Il rischio, si legge nell’intervento, è che i governi di tutto il mondo, schiacciati dalla necessità di varare provvedimenti economici urgenti per sostenere le famiglie, le imprese e i lavoratori durante la crisi sanitaria in corso (vedi qui il decreto “Cura Italia” approvato dal governo italiano), perdano di vista l’obiettivo prioritario di combattere la crisi climatica.
Il punto, infatti, è che l’emergenza coronavirus potrebbe affossare anche gli investimenti nelle fonti rinnovabili, nell’efficienza energetica, più in generale in tutte le tecnologie pulite che dovrebbero accelerare il passaggio da un’economia incentrata sui combustibili fossili a un’economia a basso impatto ambientale, come previsto dal Green Deal europeo.
Il rischio quindi è che la combinazione del coronavirus e di condizioni di mercato molto volatili distoglierà l’attenzione di politici e investitori dalla transizione energetica.
Tra l’altro, osserva la IEA, il calo delle emissioni imputabile al rallentamento economico (chiusura di fabbriche e limitazioni nei trasporti, vedi qui i primi dati sulla Cina) non è una notizia da accogliere positivamente, perché le emissioni torneranno a salire appena sarà passato il “ciclone” del coronavirus sulle borse di tutto il mondo e la produzione industriale riprenderà a salire.
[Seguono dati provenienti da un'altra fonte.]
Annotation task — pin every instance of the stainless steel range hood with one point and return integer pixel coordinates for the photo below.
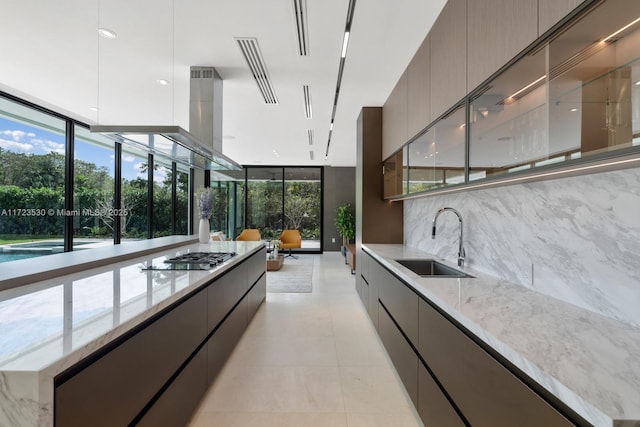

Al contrario, scrive Birol, è necessario che la riduzione della CO2 avvenga grazie alle nuove politiche adottate da governi e aziende sul medio-lungo termine; quindi, secondo il direttore della IEA (traduzioni nostre dall’inglese, con neretti), “i governi possono sfruttare la situazione per aumentare le loro ambizioni sul clima e lanciare politiche sostenibili per stimolare l’economia, incentrate sulle energie pulite”.
In sostanza, afferma Birol, l’emergenza coronavirus è un test per verificare l’impegno di governi e aziende per la transizione verso le energie rinnovabili; ad esempio, si legge nel commento, il crollo dei prezzi del petrolio potrebbe diminuire gli sforzi a investire in efficienza energetica, perché i carburanti a basso costo non sono mai stati uno stimolo a utilizzare l’energia in modo più efficiente.
Anzi i governi, sostiene la IEA, hanno l’opportunità di abbassare o rimuovere i sussidi per il consumo di fonti fossili (carbone, gas, petrolio), che valgono circa 400 miliardi di dollari su scala globale. Oltre il 40% di tali sussidi serve ad abbassare i prezzi finali dei prodotti petroliferi, ad esempio tramite la riduzione delle accise sui carburanti per certe categorie di consumatori.
Investimenti per sviluppare le energie rinnovabili su vasta scala come l’eolico, il solare, le batterie, l’idrogeno, evidenzia Birol, “dovrebbero essere al centro dei piani governativi perché porteranno il duplice beneficio di stimolare le economie e accelerare la transizione energetica pulita”.
Tra l’altro, aggiunge il direttore dell’agenzia, i costi delle rinnovabili sono molto diminuiti in confronto ad altri periodi in cui i governi avevano lanciato “pacchetti” di stimolo per l’economia; invece l’idrogeno e la cattura della CO2 (CCS: carbon capture and storage) sono tecnologie che richiedono maggiore supporto per diffondersi con i primi grandi impianti a livello commerciale.